Neither does the fact that the pilots themselves were not consulted in any way taint the validity of the
administrative order. As a general rule, notice and hearing, as the fundamental requirements of procedural due
process, are essential only when an administrative body exercises its quasi-judicial function. In the performance of its
executive or legislative functions, such as issuing rules and regulations, an administrative body need not comply with
the requirements of notice and hearing.

2. Lumiqued vs. Exevea (G.R. No. 117565. November 18, 1997)

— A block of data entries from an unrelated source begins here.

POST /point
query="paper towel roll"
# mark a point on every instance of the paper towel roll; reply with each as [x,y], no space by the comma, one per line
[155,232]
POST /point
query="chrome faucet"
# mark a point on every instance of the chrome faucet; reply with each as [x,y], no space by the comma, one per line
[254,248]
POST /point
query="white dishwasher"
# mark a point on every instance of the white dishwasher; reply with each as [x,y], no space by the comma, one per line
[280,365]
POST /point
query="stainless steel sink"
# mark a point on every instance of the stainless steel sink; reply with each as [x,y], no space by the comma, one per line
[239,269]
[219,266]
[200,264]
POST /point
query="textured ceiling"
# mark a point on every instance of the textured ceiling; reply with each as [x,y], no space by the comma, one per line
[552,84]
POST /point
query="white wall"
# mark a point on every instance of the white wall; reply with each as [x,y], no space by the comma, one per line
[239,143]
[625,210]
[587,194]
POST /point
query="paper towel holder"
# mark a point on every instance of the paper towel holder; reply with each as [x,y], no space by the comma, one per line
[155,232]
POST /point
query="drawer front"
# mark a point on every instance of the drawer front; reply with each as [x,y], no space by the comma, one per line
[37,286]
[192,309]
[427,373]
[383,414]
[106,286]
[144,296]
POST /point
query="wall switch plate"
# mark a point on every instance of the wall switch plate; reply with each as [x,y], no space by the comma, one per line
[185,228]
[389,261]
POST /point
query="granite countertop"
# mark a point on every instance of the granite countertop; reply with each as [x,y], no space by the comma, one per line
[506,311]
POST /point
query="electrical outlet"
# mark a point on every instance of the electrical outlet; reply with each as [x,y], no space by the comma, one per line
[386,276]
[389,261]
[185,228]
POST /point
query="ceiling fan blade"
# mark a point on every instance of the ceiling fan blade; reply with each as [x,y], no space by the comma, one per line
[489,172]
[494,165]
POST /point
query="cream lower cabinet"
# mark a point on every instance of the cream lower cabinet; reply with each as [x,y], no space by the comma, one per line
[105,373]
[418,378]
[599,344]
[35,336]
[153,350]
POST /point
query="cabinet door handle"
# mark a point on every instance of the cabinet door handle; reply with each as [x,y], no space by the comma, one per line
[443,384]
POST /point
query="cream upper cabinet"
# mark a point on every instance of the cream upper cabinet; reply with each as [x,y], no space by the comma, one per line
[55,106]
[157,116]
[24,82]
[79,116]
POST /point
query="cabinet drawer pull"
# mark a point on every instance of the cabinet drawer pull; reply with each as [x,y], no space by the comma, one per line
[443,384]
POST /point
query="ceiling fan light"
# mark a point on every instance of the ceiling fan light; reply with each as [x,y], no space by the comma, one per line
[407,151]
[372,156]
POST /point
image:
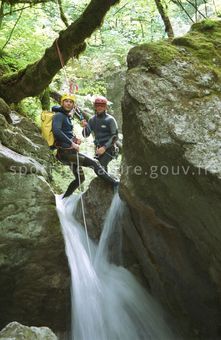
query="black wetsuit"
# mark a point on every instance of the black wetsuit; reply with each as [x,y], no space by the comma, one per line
[105,130]
[62,128]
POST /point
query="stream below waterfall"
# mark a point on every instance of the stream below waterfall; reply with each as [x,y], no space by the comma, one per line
[107,301]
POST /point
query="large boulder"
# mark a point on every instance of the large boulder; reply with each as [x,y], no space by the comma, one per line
[172,170]
[16,331]
[34,274]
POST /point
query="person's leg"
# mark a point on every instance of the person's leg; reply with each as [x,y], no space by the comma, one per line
[70,157]
[98,169]
[79,179]
[106,158]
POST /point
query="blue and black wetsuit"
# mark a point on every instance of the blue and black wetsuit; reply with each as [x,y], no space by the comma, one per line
[105,130]
[62,128]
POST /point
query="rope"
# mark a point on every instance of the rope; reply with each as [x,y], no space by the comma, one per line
[78,163]
[82,206]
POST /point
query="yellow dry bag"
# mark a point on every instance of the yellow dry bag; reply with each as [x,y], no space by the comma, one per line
[46,127]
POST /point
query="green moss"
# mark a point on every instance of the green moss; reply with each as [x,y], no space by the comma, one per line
[203,45]
[152,55]
[207,25]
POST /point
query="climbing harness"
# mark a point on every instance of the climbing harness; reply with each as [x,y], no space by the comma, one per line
[70,85]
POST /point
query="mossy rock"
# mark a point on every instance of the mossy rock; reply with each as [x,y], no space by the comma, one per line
[152,55]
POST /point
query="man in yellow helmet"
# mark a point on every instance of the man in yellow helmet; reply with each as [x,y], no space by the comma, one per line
[68,145]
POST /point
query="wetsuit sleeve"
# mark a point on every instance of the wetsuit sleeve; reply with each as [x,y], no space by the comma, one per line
[113,133]
[59,135]
[88,129]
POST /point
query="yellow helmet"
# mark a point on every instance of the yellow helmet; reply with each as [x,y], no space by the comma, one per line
[68,96]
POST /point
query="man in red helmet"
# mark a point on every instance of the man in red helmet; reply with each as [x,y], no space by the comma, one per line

FACTS: Lumiqued was the Regional Director of the Department of Agrarian Reform – Cordillera Autonomous
Region (DAR-CAR) until President Ramos dismissed him from that position. The dismissal was the aftermath of 3
complaints filed by DAR-CAR Regional Cashier and private respondent Jeannette Obar-Zamudio with the Board of
Discipline of the DAR. The first charged, Lumiqued with malversation through falsification of official documents.
Second, private respondent accused Lumiqued with violation of Commission on Audit (COA) rules and regulations, and
the third, Lumiqued Was charged with oppression and harassment. According to private respondent, her two previous
complaints prompted Lumiqued to retaliate by relieving her from her post as Regional Cashier without just cause.
Committee hearings on the complaints were conducted but Lumiqued was not assisted by counsel. On the second
hearing date, he moved for its resetting to July 17, 1992, to enable him to employ the services of counsel. The
committee granted the motion, but neither Lumiqued nor his counsel appeared on the date he himself had chosen, so
the committee deemed the case submitted for resolution. Later, Lumiqued filed a second motion for reconsideration,
alleging, among other things, that he was denied the constitutional right to counsel during the hearing.

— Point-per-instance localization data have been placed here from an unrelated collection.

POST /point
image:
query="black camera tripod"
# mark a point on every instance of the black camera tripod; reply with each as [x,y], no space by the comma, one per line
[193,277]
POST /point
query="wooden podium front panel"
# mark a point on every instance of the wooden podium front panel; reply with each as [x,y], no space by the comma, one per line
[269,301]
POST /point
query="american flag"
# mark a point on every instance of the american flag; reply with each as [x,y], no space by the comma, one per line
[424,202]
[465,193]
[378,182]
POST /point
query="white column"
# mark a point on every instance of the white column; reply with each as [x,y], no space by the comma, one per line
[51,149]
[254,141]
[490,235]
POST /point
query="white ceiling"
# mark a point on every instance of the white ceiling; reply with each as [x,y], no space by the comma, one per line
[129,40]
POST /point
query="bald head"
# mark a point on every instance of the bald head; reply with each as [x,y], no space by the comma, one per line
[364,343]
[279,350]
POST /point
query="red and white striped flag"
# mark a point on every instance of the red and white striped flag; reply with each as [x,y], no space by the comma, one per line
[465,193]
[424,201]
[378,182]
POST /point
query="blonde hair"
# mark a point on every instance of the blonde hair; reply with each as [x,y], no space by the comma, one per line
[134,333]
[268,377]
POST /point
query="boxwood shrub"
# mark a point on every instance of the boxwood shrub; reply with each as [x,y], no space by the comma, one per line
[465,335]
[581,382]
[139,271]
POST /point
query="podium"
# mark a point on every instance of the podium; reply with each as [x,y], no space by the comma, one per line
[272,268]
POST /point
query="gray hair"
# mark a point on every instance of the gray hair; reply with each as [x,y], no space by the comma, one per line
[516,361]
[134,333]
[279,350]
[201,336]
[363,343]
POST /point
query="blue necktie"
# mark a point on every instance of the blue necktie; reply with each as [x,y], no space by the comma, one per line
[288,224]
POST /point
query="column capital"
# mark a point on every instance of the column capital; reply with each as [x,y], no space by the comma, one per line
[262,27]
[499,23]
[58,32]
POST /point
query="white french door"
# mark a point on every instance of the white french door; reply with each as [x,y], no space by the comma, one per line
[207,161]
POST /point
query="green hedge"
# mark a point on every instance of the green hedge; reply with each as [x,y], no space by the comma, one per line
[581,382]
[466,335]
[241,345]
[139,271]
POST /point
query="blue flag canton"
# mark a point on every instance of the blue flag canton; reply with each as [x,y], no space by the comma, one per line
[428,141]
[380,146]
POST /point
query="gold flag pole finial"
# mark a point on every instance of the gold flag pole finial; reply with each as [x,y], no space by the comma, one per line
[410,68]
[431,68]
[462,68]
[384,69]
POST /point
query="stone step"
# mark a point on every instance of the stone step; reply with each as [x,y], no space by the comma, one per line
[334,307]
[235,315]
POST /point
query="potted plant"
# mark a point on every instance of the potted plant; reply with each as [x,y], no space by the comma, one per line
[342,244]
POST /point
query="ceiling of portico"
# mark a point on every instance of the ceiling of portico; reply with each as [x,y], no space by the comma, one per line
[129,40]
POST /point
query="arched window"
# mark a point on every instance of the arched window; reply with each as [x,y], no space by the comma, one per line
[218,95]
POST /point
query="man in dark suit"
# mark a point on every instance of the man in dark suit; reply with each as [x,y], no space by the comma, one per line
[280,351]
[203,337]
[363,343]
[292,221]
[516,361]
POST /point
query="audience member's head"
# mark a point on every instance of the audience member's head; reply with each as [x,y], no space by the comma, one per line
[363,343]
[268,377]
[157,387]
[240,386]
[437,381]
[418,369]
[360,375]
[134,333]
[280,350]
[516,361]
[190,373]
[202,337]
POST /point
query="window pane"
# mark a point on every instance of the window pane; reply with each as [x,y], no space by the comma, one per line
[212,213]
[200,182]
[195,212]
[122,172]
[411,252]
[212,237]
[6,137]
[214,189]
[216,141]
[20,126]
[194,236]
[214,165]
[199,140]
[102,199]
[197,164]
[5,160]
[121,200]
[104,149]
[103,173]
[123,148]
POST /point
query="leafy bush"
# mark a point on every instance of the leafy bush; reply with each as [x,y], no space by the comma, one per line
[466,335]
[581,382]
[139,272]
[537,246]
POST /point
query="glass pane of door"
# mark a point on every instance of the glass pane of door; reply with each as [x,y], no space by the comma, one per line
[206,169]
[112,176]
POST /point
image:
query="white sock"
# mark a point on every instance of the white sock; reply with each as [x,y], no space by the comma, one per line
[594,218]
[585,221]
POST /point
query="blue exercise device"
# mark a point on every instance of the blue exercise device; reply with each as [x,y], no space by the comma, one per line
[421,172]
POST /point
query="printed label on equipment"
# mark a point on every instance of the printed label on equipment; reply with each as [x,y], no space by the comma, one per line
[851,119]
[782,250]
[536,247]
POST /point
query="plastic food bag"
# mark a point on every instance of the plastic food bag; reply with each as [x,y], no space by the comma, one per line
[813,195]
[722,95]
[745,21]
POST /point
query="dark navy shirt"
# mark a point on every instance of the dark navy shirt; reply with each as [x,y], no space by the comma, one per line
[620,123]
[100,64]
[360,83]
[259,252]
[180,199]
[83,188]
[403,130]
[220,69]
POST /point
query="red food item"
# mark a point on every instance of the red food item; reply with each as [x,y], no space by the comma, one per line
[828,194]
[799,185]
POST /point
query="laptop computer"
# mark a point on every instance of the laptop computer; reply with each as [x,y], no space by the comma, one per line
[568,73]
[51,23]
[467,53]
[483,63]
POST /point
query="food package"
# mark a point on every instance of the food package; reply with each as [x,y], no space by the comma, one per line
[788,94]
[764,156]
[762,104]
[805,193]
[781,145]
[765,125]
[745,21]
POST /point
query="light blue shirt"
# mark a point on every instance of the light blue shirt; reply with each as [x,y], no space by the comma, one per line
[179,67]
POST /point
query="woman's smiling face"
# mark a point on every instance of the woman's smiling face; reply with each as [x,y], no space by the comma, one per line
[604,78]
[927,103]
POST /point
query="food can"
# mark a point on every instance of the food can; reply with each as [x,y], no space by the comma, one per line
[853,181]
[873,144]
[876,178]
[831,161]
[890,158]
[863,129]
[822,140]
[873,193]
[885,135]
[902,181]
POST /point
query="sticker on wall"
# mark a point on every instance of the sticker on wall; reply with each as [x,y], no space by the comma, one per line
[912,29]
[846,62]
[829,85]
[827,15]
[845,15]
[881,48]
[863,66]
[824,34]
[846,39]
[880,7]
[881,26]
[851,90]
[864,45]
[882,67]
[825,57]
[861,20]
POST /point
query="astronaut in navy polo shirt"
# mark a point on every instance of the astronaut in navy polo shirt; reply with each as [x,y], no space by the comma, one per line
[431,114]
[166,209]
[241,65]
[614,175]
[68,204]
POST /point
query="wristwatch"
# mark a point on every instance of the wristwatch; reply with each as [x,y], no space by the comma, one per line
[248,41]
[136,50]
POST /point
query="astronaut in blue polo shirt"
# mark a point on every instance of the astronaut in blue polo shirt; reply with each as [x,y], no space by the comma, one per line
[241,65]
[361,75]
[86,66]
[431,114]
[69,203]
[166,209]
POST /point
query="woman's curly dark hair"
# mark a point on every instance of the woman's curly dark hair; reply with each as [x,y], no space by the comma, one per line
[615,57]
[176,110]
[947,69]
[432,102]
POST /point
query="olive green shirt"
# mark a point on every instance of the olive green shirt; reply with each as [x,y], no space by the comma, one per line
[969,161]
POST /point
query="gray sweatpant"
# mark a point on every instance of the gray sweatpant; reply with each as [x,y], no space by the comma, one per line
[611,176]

ISSUE: Does the due process clause encompass the right to be assisted by counsel during an administrative
inquiry?

HELD: In administrative proceedings, the essence of due process is simply the opportunity to explain one’s
side. One may be heard, not solely by verbal presentation but also, and perhaps even much more creditably as it is
more practicable than oral arguments, through pleadings. An actual hearing is not always an indispensable aspect of
due process. As long as a party was given the opportunity to defend his interests in due course, he cannot be said to
have been denied due process of law, for this opportunity to be heard is the very essence of due process. Moreover,
this constitutional mandate is deemed satisfied if a person is granted an opportunity to seek reconsideration of the
action or ruling complained of. Lumiqued’s appeal and his subsequent filing of motions for reconsideration cured
whatever irregularity attended the proceedings conducted by the committee.

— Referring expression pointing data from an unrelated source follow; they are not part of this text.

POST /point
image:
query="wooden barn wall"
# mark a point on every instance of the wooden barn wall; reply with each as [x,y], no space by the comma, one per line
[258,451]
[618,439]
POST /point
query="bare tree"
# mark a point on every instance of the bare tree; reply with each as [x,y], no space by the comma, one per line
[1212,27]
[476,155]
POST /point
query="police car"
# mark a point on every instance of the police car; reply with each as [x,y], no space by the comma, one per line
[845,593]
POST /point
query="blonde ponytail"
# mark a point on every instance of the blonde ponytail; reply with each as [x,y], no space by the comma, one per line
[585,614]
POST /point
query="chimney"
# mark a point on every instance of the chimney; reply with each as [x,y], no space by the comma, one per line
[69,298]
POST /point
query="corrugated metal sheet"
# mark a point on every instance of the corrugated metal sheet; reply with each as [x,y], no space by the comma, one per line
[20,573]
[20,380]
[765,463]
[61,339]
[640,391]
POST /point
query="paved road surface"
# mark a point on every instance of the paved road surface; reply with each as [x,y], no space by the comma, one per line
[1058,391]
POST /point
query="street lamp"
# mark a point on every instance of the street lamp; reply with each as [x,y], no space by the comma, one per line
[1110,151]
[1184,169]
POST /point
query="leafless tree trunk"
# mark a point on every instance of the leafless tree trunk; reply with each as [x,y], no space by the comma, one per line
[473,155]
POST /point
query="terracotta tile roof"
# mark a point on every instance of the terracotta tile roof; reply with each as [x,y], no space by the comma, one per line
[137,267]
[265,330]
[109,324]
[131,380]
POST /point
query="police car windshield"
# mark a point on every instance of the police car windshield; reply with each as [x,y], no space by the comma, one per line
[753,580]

The right to counsel is not indispensable to due process unless required by the Constitution or the law.
In Nera v. Auditor General,[40] the Court said:

“x x x. There is nothing in the Constitution that says that a party in a non-criminal proceeding is
entitled to be represented by counsel and that, without such representation, he shall not be bound by
such proceedings. The assistance of lawyers, while desirable, is not indispensable. The legal
profession was not engrafted in the due process clause such that without the participation of its
members, the safeguard is deemed ignored or violated. The ordinary citizen is not that helpless that
he cannot validly act at all except only with a lawyer at his side.”